In The Master's Maison: Mobile Indigeneity in The Heartsong of Charging Elk and Blue Ravens

John Gamber

Abstract


This essay looks at a pair of the few extent novels that portray Native characters outside of the United States: James Welch’s The Heartsong of Charging Elk (2001) and Gerald Vizenor’s Blue Ravens (2014), both of which feature Native protagonists settling permanently in France. Each novel portrays a character relocating on a temporary basis, but ultimately choosing to stay—albeit under profoundly different circumstances.

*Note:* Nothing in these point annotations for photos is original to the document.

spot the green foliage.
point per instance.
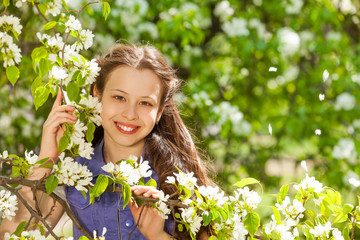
(51, 184)
(13, 74)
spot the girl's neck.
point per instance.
(113, 152)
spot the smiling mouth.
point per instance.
(129, 129)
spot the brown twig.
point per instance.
(42, 15)
(31, 210)
(138, 221)
(4, 181)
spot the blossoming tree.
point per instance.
(306, 210)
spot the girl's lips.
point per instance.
(126, 128)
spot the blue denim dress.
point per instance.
(104, 212)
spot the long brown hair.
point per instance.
(170, 144)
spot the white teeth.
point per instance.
(127, 129)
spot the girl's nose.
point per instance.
(130, 113)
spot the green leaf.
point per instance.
(35, 84)
(106, 9)
(37, 54)
(346, 233)
(51, 183)
(347, 208)
(282, 194)
(60, 27)
(20, 228)
(246, 181)
(84, 194)
(42, 7)
(64, 141)
(41, 95)
(207, 217)
(44, 66)
(99, 187)
(126, 194)
(13, 74)
(73, 91)
(49, 25)
(180, 227)
(151, 182)
(15, 171)
(65, 5)
(41, 161)
(277, 215)
(80, 80)
(6, 3)
(252, 222)
(90, 131)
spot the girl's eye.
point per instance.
(121, 98)
(145, 103)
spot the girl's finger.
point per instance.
(63, 108)
(58, 100)
(141, 189)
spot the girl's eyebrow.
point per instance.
(119, 90)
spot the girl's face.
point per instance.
(130, 106)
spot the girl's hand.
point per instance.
(53, 129)
(151, 224)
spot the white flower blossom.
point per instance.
(223, 10)
(11, 21)
(11, 55)
(72, 173)
(289, 40)
(214, 194)
(78, 138)
(326, 75)
(354, 182)
(337, 234)
(8, 204)
(4, 155)
(161, 205)
(72, 24)
(270, 129)
(170, 179)
(303, 165)
(86, 40)
(31, 158)
(345, 148)
(90, 70)
(245, 198)
(53, 7)
(127, 172)
(94, 106)
(345, 101)
(239, 232)
(102, 237)
(310, 183)
(236, 28)
(294, 7)
(192, 219)
(58, 73)
(55, 43)
(321, 230)
(186, 179)
(272, 69)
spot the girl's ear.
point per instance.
(161, 110)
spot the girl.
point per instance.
(139, 117)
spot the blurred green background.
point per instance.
(223, 51)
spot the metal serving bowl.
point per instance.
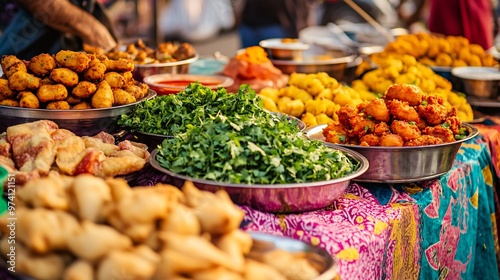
(402, 164)
(319, 257)
(81, 122)
(280, 198)
(481, 82)
(177, 67)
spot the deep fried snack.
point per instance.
(73, 100)
(96, 70)
(119, 65)
(21, 80)
(64, 76)
(82, 106)
(103, 97)
(405, 92)
(406, 130)
(138, 90)
(5, 91)
(122, 97)
(11, 64)
(9, 102)
(48, 93)
(43, 230)
(433, 111)
(84, 89)
(58, 105)
(377, 110)
(75, 61)
(114, 79)
(391, 140)
(28, 100)
(441, 132)
(42, 64)
(94, 241)
(401, 110)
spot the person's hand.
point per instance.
(99, 36)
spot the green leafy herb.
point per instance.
(250, 147)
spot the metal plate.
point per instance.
(401, 164)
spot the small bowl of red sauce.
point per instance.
(174, 83)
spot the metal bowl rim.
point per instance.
(165, 64)
(360, 158)
(333, 61)
(50, 113)
(327, 274)
(473, 133)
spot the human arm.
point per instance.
(62, 15)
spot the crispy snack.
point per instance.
(69, 79)
(48, 93)
(41, 65)
(406, 116)
(28, 100)
(21, 80)
(11, 64)
(103, 97)
(64, 76)
(75, 61)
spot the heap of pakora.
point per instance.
(68, 80)
(85, 227)
(140, 53)
(32, 150)
(405, 116)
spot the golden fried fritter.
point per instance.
(64, 76)
(28, 100)
(377, 110)
(114, 79)
(391, 140)
(21, 80)
(5, 91)
(11, 64)
(96, 70)
(103, 97)
(42, 64)
(405, 92)
(58, 105)
(433, 111)
(369, 140)
(75, 61)
(119, 65)
(84, 89)
(401, 110)
(406, 130)
(48, 93)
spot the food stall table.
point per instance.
(443, 227)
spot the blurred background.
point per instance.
(211, 26)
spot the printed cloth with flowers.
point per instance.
(438, 229)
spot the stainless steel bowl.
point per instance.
(81, 122)
(402, 164)
(177, 67)
(481, 82)
(319, 257)
(280, 198)
(317, 59)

Charging Elk’s (the protagonist of Welch’s novel) adaptation to France is often read as extremely positive. However, I argue that his transition is in fact quite complicated and ambivalent at best. Specifically, Charging Elk represents an always-already (temporally) diasporic subject, removed from what he perceives to be home not only in space but also in time—even when he dwells in the Oglala Stronghold. The Beaulieu brothers of Blue Ravens remain remarkably unchanged over the course of the novel in regard to their move to France. However, as Vizenor’s text establishes White Earth as a traditionally cosmopolitan space, it renders their movement and relocation to be a part of, rather than apart from, their communities and cultures. In light of these related circumstances, I look at the vexed and vexing portrayals of Native masculinity within these novels, each of which confronts warrior stereotypes and ideologies as deeply incomplete representations of Native people and cultures. Ultimately, I argue, these novels when read together portray the possibilities for Native movement and relocation. Such movement is not without incident, they suggest, but it is not as inherently damaging or liberatory as some might suggest.